The New Theatre, Dublin
This new production of Brendan Behan’s
The Quare Fellow
begins with a short historical introduction that has the effect of freezing the play in time. From the outset we are not encouraged to engage empathetically with the play – to mediate upon the nature of the death penalty, the uniform masculinity imposed on men within the prison system, or the hierarchies of power that exist within all social microcosms – but to value instead its 1954 setting, when it marked the beginning of Behan’s playwriting career.
This suggests a lack of faith in the play itself, or a lack of confidence in the elements assembled for this production by director Ronan Wilmot, to capture the best qualities of Behan’s work. The success of
The Quare Fellow
lies in its dialogue, which is built around anecdotes that rise to crescendoing punch-lines, and in its structure; the way in which a wide range of characters (prisoners and prison guards) wander through the scenes, giving a sense of a whole world shrunk upon the stage.
In Wilmot’s production, the cast of 28 is stripped back to 13, immediately diluting the sense of oppression, and yet the stage (a flat grey brick wall with high-lit windows designed by Peter McPoland) is thrust so far forward towards the audience that the 13 actors barely have room to comfortably move, while the establishment of separate spheres for asides and private conversations is rendered impossible.

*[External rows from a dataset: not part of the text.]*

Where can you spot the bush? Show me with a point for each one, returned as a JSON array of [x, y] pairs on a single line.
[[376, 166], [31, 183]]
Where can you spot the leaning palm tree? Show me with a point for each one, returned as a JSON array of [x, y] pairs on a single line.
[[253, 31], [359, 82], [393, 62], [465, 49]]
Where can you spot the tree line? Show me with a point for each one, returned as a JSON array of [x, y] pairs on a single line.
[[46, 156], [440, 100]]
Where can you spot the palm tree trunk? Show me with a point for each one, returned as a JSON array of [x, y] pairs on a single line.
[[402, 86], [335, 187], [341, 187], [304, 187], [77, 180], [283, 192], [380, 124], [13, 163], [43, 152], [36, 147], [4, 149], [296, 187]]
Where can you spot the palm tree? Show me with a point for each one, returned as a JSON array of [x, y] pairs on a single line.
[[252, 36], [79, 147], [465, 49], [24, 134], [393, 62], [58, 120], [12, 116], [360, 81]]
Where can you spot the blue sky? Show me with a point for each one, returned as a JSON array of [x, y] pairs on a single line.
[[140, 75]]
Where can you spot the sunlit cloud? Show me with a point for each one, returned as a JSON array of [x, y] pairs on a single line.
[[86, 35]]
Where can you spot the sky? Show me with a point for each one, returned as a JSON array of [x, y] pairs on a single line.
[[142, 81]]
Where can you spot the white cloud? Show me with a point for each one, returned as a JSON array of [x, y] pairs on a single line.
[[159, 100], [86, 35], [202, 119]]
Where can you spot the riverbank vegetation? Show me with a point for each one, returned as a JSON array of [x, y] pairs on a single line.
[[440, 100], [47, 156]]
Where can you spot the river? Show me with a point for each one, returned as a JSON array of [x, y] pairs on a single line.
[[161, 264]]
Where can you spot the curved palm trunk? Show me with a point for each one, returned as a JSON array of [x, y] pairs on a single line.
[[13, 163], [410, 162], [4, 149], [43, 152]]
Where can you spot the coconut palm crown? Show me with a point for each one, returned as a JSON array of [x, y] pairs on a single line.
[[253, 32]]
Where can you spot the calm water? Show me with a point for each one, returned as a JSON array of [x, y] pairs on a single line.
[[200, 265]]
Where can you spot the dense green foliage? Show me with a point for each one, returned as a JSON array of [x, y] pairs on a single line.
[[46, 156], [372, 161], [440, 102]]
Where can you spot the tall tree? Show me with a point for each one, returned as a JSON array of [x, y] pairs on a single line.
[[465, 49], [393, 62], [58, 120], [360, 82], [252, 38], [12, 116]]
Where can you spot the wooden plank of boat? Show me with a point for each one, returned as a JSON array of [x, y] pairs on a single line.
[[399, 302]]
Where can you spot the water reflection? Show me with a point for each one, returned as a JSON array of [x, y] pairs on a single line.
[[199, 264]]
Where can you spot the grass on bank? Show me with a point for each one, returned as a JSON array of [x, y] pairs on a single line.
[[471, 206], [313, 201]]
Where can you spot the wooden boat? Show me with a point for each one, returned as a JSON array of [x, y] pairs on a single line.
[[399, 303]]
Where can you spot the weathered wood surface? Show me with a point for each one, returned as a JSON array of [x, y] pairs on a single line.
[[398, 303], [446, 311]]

Mark Wheatley’s lighting design does little to help define what are supposed to be discrete areas within the confined space of the prison. We thus have no sense of the urgency of the power dynamics at play.
Some of the young actors struggle with articulation throughout the 75-minute show; others over articulate, playing up Behan’s bawdy humour to deny any pathos to the characters’ incumbent fate. Ultimately this results in a production that is sadly devoid of any tension. An unnecessary interval between Acts One (60 minutes) and Two (15 minutes) does little to help matters and when the production fizzles out with the Quare Fellow’s hanging, the audience are singing along to the play’s anthem instead of contemplating the greater issues at stake.